(142bj) Blending Chitosan with Polycaprolactone: Effect on Physicochemical Characteristics and Anti-Bacterial Activity
AIChE Annual Meeting
2005
2005 Annual Meeting
Materials Engineering and Sciences Division
MESD Poster Session
Monday, October 31, 2005 - 6:00pm to 8:30pm
Chitosan is a well sought-after polysaccharide in biomedical applications due to its biocompatibility, biodegradability to non-toxic substances, anti-bacterial properties and ease of fabrication into various configurations. However, weak mechanical properties and slow biodegradation rate have prevented its complete exploitation. Therefore it has been blended with Polycaprolactone (PCL) which is noted for its excellent tensile properties, flexibility and biodegradability. These blends have shown favorable results in terms of increased biological activity and alterable mechanical properties as reported in our previous work [1]. Thermal Analysis by Differential Scanning Calorimetry (DSC) indicated partial miscibility of the two polymers. In this work, the physico-chemical properties of the blends were further characterized by Wide Angle X-Ray Diffraction (WAXD), Dynamic Mechanical Thermal Analysis (DMTA), Atomic Force Microscopy and FTIR. In addition, anti-bacterial properties of membranes were evaluated using oral pathogens S. mutans and A. actinomycetemcomitans.
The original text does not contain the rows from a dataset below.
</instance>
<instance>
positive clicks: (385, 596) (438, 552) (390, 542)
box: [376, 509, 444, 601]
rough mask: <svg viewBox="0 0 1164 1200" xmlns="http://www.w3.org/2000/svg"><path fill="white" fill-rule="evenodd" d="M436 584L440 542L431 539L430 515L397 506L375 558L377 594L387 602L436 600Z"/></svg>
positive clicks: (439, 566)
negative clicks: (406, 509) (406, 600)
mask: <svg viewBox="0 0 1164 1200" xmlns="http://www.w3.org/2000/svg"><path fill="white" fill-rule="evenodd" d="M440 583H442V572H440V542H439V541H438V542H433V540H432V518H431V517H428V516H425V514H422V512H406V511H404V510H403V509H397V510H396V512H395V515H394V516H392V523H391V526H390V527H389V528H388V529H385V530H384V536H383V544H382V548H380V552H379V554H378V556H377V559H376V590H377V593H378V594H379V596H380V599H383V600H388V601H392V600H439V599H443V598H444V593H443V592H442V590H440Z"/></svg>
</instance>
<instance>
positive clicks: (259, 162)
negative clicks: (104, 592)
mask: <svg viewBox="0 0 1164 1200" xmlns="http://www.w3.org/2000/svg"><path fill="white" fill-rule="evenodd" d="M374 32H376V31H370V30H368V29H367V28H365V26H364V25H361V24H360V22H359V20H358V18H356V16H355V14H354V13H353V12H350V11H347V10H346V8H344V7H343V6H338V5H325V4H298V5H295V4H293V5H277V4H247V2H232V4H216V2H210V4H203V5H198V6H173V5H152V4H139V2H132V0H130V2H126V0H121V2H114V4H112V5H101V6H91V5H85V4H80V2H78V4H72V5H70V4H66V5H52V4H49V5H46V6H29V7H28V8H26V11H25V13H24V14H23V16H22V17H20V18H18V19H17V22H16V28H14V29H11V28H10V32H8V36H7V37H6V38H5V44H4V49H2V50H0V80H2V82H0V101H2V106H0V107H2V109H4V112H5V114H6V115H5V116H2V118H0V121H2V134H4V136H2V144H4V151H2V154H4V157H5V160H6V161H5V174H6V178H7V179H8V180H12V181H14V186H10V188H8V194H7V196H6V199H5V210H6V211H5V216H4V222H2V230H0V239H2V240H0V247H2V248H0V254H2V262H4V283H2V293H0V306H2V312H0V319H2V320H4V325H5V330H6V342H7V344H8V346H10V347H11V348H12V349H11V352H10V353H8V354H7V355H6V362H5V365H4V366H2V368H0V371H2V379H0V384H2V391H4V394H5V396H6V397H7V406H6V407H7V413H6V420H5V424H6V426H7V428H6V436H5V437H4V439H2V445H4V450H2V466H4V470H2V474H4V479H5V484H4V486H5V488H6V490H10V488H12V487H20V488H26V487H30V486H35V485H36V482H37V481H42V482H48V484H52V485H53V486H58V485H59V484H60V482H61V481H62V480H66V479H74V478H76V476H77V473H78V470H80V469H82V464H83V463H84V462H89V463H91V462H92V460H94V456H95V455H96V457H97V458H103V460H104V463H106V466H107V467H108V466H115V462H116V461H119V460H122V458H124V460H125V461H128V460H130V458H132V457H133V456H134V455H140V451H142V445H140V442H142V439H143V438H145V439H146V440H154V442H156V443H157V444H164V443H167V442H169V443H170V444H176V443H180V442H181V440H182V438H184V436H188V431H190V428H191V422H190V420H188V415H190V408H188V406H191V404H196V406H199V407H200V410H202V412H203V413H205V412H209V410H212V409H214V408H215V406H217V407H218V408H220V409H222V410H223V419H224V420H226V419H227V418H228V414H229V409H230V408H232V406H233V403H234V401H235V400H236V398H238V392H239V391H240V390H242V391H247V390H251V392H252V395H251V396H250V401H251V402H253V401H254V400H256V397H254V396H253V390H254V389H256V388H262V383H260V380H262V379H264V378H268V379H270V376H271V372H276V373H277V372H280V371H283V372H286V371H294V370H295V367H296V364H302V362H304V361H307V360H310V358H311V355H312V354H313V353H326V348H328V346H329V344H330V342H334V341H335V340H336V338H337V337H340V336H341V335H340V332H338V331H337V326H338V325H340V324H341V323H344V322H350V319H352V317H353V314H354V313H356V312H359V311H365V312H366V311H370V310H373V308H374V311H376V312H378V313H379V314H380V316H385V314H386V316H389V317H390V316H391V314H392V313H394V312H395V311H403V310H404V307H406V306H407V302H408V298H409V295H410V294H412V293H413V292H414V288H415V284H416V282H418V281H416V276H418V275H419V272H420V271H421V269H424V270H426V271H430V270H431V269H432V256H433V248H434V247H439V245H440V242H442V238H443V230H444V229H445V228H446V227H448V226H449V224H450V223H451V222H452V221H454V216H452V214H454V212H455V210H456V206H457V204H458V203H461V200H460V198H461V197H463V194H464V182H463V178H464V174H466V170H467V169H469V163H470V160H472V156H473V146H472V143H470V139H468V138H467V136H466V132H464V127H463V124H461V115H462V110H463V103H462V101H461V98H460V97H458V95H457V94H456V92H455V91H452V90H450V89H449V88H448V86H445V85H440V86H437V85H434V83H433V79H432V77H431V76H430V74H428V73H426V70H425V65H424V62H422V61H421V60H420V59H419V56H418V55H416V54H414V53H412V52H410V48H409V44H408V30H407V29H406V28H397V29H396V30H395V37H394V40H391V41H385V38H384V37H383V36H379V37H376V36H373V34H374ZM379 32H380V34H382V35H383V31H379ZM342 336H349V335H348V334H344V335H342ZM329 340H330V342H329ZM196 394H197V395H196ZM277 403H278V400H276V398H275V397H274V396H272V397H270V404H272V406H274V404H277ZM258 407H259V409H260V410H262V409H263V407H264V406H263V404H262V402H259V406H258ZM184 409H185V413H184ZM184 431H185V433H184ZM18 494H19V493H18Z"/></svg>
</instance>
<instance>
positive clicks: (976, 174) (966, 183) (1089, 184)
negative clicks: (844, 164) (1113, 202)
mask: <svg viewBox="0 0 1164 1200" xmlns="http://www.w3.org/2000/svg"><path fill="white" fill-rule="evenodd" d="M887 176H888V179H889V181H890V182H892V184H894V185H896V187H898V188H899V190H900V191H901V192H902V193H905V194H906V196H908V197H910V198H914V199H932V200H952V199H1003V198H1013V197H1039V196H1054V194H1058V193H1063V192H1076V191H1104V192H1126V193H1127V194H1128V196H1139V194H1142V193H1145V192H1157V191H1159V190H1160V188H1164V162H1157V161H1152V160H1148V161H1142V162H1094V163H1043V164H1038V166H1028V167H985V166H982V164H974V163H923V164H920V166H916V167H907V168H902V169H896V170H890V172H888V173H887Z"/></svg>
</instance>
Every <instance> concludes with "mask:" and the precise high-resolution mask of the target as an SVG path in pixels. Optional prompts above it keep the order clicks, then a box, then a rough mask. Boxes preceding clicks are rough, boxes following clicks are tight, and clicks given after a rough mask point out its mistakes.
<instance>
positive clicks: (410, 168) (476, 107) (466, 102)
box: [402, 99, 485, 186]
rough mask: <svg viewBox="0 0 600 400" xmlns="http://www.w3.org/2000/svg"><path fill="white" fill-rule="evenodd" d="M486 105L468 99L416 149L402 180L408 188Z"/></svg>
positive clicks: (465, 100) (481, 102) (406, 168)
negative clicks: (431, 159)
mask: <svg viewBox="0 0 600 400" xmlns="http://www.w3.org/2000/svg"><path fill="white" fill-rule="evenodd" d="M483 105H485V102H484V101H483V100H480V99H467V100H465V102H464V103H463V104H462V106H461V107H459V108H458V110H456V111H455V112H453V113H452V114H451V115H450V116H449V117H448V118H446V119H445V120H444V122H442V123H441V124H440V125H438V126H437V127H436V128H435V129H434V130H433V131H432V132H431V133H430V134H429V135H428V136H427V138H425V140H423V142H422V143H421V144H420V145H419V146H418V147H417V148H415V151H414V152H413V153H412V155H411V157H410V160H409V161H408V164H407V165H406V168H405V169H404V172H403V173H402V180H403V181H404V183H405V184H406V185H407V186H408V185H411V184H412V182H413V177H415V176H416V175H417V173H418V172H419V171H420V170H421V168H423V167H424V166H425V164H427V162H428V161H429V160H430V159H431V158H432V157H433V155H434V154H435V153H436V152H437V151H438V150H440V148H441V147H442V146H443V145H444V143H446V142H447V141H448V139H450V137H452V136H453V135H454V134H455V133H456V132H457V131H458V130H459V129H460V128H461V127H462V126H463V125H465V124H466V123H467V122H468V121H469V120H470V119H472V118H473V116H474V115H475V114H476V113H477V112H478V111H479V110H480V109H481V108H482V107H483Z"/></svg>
The bactericidal effect (by optical density measurements and agar plating) and bacterial adhesion (by digital imaging, Scanning Electron Microscopy and live/dead fluorescence bacterial staining) of the membranes were evaluated during a 24hr study. These analyses indicated that there is no interaction between the two components and their crystal structure is unaffected in the blends. However, the anti-bacterial properties of chitosan are compromised in the blends relative to chitosan. This could be probably due to the changes in the surface characteristics such as roughness and charge distribution.
1. Sarasam A, Madihally SV. Characterization of Chitosan-Polycaprolactone Blends for Tissue Engineering Applications. Biomaterials. 26 (27): 5500-5508, 2005.